12 September 2015
The sun sets on another
holiday in Greece
The sun is setting on another wonderful holiday in Crete. I have spent the past week in Rethymnon, based in Julia Apartments, in Platanes. This was once a small country village on the edges of Rethymnon, but it has grown in recent decades, acquiring all the facilities and amenities of a resort.
In previous years when I have been in Rethymnon, I have stayed in the heart of the old walled Venetian city, but I have been surprised by the benefits of staying in Platanes.
I had walks on the long sandy beach at sunset in the evenings, watching the sun set beyond the Fortezza in Rethymnon, which is 5 km to the west, or I have gone into Rethymnon for strolls around the harbour at sunset.
I have been into the sea at Pavlos beach, swimming each day under blue skies in the blue waters of the Mediterranean, which are still warm at this time of the year.
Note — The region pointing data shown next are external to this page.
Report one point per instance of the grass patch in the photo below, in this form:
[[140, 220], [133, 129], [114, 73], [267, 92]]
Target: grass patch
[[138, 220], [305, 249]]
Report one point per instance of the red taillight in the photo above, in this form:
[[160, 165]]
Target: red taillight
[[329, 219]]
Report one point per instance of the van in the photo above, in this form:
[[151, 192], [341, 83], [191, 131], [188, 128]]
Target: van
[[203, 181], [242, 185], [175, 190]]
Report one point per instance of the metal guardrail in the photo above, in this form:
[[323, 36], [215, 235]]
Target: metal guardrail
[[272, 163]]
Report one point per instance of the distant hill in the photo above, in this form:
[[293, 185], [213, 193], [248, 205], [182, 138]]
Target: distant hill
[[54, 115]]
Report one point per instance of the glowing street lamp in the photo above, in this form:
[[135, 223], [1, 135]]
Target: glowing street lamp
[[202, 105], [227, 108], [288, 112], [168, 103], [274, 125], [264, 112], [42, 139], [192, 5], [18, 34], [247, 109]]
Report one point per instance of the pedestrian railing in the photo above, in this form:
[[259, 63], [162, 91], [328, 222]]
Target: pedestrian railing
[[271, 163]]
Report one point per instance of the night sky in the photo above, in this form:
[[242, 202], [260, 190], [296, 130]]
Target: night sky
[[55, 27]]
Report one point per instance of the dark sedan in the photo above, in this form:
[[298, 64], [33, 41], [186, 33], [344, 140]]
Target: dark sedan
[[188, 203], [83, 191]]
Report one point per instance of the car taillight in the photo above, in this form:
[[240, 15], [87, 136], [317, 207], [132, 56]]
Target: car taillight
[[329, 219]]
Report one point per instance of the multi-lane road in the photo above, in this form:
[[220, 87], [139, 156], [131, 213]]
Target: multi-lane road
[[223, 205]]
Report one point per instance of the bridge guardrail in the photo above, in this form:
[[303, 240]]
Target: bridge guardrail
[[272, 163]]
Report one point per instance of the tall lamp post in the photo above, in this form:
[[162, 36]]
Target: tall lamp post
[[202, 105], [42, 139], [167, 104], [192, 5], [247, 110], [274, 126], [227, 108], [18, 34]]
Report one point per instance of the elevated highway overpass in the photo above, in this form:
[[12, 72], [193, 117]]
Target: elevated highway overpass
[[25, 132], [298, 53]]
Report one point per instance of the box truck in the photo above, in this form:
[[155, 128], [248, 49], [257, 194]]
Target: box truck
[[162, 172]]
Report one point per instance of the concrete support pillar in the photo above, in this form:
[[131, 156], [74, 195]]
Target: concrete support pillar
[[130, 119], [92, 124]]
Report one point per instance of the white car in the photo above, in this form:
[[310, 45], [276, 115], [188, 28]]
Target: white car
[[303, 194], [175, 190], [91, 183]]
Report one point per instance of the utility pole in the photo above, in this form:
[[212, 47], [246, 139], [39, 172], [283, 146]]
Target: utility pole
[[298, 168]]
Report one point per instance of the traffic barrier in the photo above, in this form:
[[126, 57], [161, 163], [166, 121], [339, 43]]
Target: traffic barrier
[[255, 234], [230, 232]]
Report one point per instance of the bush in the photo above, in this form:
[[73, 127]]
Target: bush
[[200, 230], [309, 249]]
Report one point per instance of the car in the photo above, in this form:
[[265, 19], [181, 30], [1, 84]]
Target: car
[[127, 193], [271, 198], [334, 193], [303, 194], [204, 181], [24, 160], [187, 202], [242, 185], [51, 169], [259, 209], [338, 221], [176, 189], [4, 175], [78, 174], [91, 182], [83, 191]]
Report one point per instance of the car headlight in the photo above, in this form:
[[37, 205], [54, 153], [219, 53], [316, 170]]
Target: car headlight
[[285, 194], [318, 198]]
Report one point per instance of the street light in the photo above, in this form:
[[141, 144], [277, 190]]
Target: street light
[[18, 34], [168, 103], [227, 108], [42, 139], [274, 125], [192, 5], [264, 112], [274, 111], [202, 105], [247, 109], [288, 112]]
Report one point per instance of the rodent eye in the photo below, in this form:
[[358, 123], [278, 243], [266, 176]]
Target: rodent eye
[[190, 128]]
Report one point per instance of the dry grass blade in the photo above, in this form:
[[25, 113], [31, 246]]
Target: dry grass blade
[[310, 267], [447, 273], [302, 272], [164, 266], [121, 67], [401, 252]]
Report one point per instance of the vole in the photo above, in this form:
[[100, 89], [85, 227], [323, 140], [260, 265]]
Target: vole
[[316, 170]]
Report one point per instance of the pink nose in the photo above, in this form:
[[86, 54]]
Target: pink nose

There has been time for reading on the beach, or on the balcony overlooking the gardens in Julia Apartments, with its tall trees and lush growth.
There have been walks in the countryside, climbs into the mountains to visit Venetian villages, and time for prayer too, visiting the Monastery of Arkadi, which is just 17 km from Platanes, visiting the Cathedral and the Church of the Four Martyrs in Rethymnon and visiting the old churches of Maroulas.
But it has also been deeply spiritual to see at first hand the work of the Voluntary Welfare Clinic Rethymno from a storefront crèche in Kastrinogiannaki Street, providing medical care and help for people who have no medical insurance, whether they are Greeks, refugees or migrants.
There have been breakfasts on the balcony, with fresh fruit – especially the figs – and bread bought in the local supermarkets and the bakery downstairs, there have been wonderful meals in the local restaurants and tavernas, there has been time to stop and sip Greek coffees and double espressos in the cafés, and there was a wonderful dinner with a friend who went out of her way, laden with presents, all the way from Iraklion, to join us for dinner in the gardens at Julia Apartments.
I even had my haircut in the local hairdressers next door.
Platanes took me by surprise. I had expected a more brazen sort of resort, but in many ways it still retains the feel of a local village, and I found traditional Greek hospitality and interest in the visitor is found unfeignedly everywhere I went.
The square in the centre of the village is more a junction than a traditional Greek village square, but on all sides there are cafés with people sitting out watching life passing by on what was once the main road along the northern coast of Crete.
I noticed no late-night seedy nightclubs – they may be here, but I never noticed them, and I was not out of place for my age or generation. This is not a “young and lively” holiday destination, at least at this time of the year.
There is a Lidl supermarket behind Julia Apartments, just after the road under the new highway that runs between Rethymnon and Iraklion. I wondered whether they run Greek weeks, as they do in Ireland. No, perhaps they run Irish weeks.
As I strolled further up the hill late this morning, I was soon in the neighbouring village of Tsesmes, which I had passed through yesterday on my way to the hill-top Venetian village of Maroulas. In Tsesmes, there are grapes on the vines, olives waiting to be harvested on the trees, and gardens filled with trees and flowers or even some goats.
Here there is a village square where life must gather at other times but a sleepy Saturday at mid-day. There are village tavernas and cafés, side streets that lead on into hidden houses, and a village church that I had failed to find last Sunday morning despite eager searching.
After an early afternoon coffee in Tsesmes, it was a few minutes back down to Platanes for a last walk on the beach, a late lunch in Vergina, and a farewell coffee at Julia Apartments.
I have never believed in the “trickle-down economy” that Thatcher and Reagan pretended would bring prosperity to everyone – after the rich got richer. But spending money locally, in locally-owned shops, supermarkets and businesses keeps money going around in this small Greek town at a time when Greek businesses are finding it difficult to keep going. And putting money into the economy means more local people are employed and more local produce is sold.
I am told that the real blow to tourism in this part of Greece has come not from foreigners worried about the political climate in Greece but from many so Greeks not able to spend money on holidays this year. But foreign tourism boosts the balance of payments and contributes immensely to the Greek economy and to Greek employment figures.
Who knows what the future holds for Greece? It would have been difficult for most tourists to know that there is a crucial election here in just over a week’s time [20 September 2015], and it would have been impossible for them to know about the refugee crisis on other Greek islands, such as Lesvos, Kos and Rhodes.
Undoubtedly, there are difficult times ahead for everyone in Greece, no matter what results the election produces.
The bus is waiting outside to take me to Chania Airport and my Ryanair flight back to Dublin. But I hope to be back again next year.